## Setup

In [1]:
# !pip install langchain
# !pip install gpt4all
# !pip install qdrant-client
# !pip install sentence-transformers

## Set huggingface cache home (optional)

In [2]:
import os
cache_dir="huggingface/"
os.environ["HF_HOME"] = cache_dir

## Check Device (assuming no GPU is available)

I have a GPU available but for you it will print "cpu" if you don't.

In [3]:
import torch
device = "cuda" if torch.cuda.is_available() else "cpu"
device

'cuda'

## Enable to see Logs while running

In [4]:
# import logging

# # Configure logging
# logging.basicConfig(level=logging.DEBUG,
#                     format='%(asctime)s - %(name)s - %(levelname)s - %(message)s')

# # Create a logger
# logger = logging.getLogger(__name__)

## Load Data, preprocessing and Creating Qdrant Index

In [5]:
from langchain.text_splitter import CharacterTextSplitter
from langchain_community.document_loaders import PyPDFLoader
from langchain_community.vectorstores import Qdrant
from langchain_community.embeddings import HuggingFaceEmbeddings
import re

def preprocess_text(text):
    text_lower = text.lower()
    text_no_punctuation = re.sub(r'[^\w\s\$\%\.\,\"\'\!\?\(\)]', '', text_lower)
    text_normalized_tabs = re.sub(r'(\t)+', '', text_no_punctuation)
    return text_normalized_tabs

loader = PyPDFLoader("data/msft_annual_2023_report.pdf")
# loader = TextLoader(sample_texts)
# loader = WebBaseLoader("https://cleartax.in/s/top-performing-nps-schemes")
documents = loader.load()
for x in range(len(documents)):
    # do preprocessing
    documents[x].page_content=preprocess_text(documents[x].page_content)
text_splitter = CharacterTextSplitter(chunk_size=1000, chunk_overlap=0,separator="\n")
docs = text_splitter.split_documents(documents)

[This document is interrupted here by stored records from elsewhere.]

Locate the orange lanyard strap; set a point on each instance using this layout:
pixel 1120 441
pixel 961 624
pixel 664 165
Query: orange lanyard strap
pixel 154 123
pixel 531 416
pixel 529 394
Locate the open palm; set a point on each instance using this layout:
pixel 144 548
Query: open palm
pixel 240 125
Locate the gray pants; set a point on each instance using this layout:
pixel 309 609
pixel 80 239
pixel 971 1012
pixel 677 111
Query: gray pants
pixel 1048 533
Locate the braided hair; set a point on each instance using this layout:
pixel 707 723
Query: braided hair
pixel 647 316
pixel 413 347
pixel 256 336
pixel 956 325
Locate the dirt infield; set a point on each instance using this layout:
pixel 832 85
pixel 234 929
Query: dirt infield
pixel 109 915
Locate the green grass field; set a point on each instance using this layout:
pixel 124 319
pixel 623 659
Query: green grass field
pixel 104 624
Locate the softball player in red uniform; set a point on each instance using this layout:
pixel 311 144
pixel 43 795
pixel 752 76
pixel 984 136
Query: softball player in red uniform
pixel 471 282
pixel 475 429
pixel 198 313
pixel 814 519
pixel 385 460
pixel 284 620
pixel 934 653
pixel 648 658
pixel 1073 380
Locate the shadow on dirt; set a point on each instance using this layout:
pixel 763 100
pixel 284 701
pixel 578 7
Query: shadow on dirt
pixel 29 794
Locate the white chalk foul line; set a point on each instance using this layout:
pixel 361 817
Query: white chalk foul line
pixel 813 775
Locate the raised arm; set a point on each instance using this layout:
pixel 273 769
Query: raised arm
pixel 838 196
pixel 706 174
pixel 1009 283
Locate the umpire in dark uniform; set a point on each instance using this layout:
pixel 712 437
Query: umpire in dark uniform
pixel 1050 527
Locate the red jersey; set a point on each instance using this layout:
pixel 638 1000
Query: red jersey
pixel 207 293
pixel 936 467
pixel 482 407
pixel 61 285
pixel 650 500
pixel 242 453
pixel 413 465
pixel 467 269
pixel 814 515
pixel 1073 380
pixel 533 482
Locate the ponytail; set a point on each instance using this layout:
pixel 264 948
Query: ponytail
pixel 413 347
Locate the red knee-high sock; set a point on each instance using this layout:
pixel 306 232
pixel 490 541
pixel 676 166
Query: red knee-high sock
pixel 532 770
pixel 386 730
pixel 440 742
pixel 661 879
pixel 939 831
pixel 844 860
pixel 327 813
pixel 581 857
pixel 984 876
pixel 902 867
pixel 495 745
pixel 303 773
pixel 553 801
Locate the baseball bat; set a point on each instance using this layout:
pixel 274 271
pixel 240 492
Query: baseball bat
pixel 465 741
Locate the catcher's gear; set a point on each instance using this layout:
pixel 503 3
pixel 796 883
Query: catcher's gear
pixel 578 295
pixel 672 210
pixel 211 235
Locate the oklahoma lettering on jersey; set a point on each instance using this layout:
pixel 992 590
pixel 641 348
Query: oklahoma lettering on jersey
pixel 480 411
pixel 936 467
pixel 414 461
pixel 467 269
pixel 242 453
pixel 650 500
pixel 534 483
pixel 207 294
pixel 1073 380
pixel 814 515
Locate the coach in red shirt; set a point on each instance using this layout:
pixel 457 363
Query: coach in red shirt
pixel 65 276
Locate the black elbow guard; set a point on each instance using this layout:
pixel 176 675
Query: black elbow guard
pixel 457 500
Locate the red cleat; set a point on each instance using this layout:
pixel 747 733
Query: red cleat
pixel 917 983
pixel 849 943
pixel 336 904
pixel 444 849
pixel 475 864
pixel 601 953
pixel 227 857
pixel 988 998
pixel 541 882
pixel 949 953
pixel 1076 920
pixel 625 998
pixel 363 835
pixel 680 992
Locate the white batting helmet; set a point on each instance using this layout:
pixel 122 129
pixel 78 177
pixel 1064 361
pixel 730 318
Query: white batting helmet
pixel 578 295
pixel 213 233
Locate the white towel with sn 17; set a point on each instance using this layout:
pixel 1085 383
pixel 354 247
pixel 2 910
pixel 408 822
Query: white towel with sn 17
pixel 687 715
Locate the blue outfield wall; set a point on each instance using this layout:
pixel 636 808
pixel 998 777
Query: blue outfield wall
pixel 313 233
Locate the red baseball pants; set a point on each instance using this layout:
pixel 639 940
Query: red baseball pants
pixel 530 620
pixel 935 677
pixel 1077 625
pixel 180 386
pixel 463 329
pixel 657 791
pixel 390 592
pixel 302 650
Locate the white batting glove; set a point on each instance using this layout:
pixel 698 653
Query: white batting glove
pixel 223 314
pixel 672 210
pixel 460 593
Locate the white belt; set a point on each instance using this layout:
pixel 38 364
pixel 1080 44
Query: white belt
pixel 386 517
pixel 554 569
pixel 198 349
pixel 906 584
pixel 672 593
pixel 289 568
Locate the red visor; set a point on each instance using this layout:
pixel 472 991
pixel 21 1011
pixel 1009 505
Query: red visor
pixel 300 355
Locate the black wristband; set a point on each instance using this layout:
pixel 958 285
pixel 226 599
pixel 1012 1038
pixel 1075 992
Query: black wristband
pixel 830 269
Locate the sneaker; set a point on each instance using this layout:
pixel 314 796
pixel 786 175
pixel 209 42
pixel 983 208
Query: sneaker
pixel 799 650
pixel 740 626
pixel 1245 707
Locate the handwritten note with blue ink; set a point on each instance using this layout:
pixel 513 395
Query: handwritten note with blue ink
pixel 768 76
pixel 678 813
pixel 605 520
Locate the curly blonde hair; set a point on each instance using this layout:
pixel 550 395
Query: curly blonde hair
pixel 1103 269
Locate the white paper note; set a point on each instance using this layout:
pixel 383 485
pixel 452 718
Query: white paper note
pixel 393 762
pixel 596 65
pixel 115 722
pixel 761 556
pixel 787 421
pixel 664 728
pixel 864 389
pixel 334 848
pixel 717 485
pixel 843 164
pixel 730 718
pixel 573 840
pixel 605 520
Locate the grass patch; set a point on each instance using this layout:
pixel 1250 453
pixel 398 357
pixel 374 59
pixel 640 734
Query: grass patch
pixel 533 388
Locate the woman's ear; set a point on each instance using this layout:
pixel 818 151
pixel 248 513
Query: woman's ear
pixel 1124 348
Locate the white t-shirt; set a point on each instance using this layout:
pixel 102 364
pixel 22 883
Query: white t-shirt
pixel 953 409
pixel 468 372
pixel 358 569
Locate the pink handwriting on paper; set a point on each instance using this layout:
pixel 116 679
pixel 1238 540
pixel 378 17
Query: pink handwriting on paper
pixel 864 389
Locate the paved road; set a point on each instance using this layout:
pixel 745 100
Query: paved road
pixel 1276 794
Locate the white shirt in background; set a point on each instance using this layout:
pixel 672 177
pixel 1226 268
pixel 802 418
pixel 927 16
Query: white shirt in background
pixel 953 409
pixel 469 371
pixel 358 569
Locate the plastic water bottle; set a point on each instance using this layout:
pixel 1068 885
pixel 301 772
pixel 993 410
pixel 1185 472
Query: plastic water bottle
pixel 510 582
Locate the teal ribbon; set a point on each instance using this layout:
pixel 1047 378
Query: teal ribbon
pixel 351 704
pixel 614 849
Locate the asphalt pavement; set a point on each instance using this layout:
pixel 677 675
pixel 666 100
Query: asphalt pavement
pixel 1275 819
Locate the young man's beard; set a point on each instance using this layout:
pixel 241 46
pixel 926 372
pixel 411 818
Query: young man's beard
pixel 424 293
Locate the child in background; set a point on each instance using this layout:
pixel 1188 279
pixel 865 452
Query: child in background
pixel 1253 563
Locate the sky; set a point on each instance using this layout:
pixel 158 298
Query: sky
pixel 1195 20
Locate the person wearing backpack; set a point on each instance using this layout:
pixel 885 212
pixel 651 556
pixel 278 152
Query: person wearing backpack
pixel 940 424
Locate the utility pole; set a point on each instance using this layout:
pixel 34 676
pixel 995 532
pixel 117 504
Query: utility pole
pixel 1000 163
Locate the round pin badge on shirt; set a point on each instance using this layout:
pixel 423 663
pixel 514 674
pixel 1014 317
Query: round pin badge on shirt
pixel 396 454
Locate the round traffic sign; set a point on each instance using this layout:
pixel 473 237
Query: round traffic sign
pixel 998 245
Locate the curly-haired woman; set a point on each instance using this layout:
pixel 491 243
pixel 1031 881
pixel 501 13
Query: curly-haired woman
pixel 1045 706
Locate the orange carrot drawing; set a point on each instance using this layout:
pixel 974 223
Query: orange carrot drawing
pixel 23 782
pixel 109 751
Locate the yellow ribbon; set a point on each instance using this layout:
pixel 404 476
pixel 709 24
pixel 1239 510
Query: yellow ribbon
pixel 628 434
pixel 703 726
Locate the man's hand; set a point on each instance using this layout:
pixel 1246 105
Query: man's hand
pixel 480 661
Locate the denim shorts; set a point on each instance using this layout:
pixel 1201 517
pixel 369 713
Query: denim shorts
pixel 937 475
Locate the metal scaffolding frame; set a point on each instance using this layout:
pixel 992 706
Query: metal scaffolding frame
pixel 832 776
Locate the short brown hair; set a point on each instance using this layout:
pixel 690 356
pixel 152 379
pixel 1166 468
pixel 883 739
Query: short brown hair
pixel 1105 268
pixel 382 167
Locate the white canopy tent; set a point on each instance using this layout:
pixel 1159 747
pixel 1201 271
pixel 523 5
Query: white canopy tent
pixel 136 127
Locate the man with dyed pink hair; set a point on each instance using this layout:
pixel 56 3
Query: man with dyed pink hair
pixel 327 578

embeddings = HuggingFaceEmbeddings(model_name="BAAI/bge-large-en-v1.5", 
                                   model_kwargs = {'device': "cpu"})  # forcefully setting device as cpu
qdrant = Qdrant.from_documents(
    docs,
    embeddings,
    location=":memory:",  # Local mode with in-memory storage only
    collection_name="msft_data",
    force_recreate=True
)

## Run if not able to download model using GPT4All directly.

In [6]:
# # download model

# !mkdir models
# !wget https://gpt4all.io/models/gguf/mistral-7b-instruct-v0.1.Q4_0.gguf -O models/mistral-7b-instruct-v0.1.Q4_0.gguf

## Directly calling GPT4All module 

In [7]:
from gpt4all import GPT4All
model = GPT4All(model_name="mistral-7b-instruct-v0.1.Q4_0.gguf",
                             n_threads = 4,
                             allow_download=True) # set allow_download as true to fetch it.

In [8]:
prompt = "Jason Bourne movies list:"
print(model.generate(prompt, max_tokens=100))


1. The Bourne Identity (2004)
2. The Bourne Supremacy (2006)
3. The Bourne Ultimatum (2009)
4. The Bourne Legacy (2012)
5. Jason Bourne (2016)


## Creating prompts, tuning parameters and creating Chain using Langchain

In [9]:
from langchain.callbacks.streaming_stdout import StreamingStdOutCallbackHandler
from langchain import PromptTemplate, LLMChain
from langchain_community.llms import GPT4All

template = '''[INST]: You are a financial expert analyst bot, below presents a context from which the a question will be asked, give your valuable insights as well.[\INST]\n
Context: {context}.\n
Question: {question}\n
Answer: '''
rag_prompt = PromptTemplate(template=template, input_variables=["context","question"])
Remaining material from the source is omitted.